Linked assessment and intervention for children with disabilities
The Carolina Curriculum is an assessment and intervention program designed for use with young children from birth to five who have mild to severe disabilities. Professionals in home-, school-, or center-based environments will improve children’s outcomes by systematically using this easy-to-use, criterion-referenced system that clearly links assessment with intervention and lets them work closely with the child’s teachers, family members, and other service providers.
The Carolina Curriculum for Infants & Toddlers with Special Needs (CCITSN), Third Edition, is designed for use with children who are functioning in the birth to 36-month developmental range.
The Carolina Curriculum for Preschoolers with Special Needs (CCPSN), Second Edition, is designed for use with children in the 24–60-month range.
In each of the age-specific volumes, all the areas to be assessed are clearly laid out in logical sequences in an Assessment Log. Each item on the assessment tool is linked directly to a curriculum item that describes procedures for teaching the assessed skill. Assessment is linked to intervention through hierarchies of developmental tasks that are both relevant to typical routines and pertinent to long-term adaptation—thus integrating the intervention in a meaningful way into the child’s life.
The Carolina Curriculum
• provides a comprehensive picture of a child’s development
• includes suggestions for modifications of the items to accommodate children’s sensory or motor limitations
• directly links assessment and intervention
• is easy to use and flexible
• helps providers track children’s progress clearly
Nancy M. Johnson-Martin, Ph.D., has been a consultant for assessment and early intervention following her retirement fromm the University of North Carolina at Chapel Hill where she held positions in the Division for Disorders of Development and Learning and in the Frank Porter Graham Child Development Center (now called the Frank Porter Graham Child Development Institute).
Susan M. Attermeier, Ph.D., PT, is a pediatric physical therapist in private practice in Hillsborough, North Carolina. She was previously Assistant Professor in the Division of Physical Therapy at the University of North Carolina at Chapel Hill.
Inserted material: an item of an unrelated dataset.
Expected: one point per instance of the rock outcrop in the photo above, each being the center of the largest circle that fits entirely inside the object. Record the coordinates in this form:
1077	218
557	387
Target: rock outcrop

Bonnie J. Hacker, M.H.S., OTR/L, is an occupational therapist with more than 25 years of experience working with children. She holds certifications in Neurodervelopmental Therapy, Southern California Sensory Integration Tests, and Sensory Integration and Parxis Tests. She is currently the director of Emerge—A Child's Place, a pediatric clinic in Durham and Chapel Hill, North Carolina, that provides children with occupational and speech therapy services.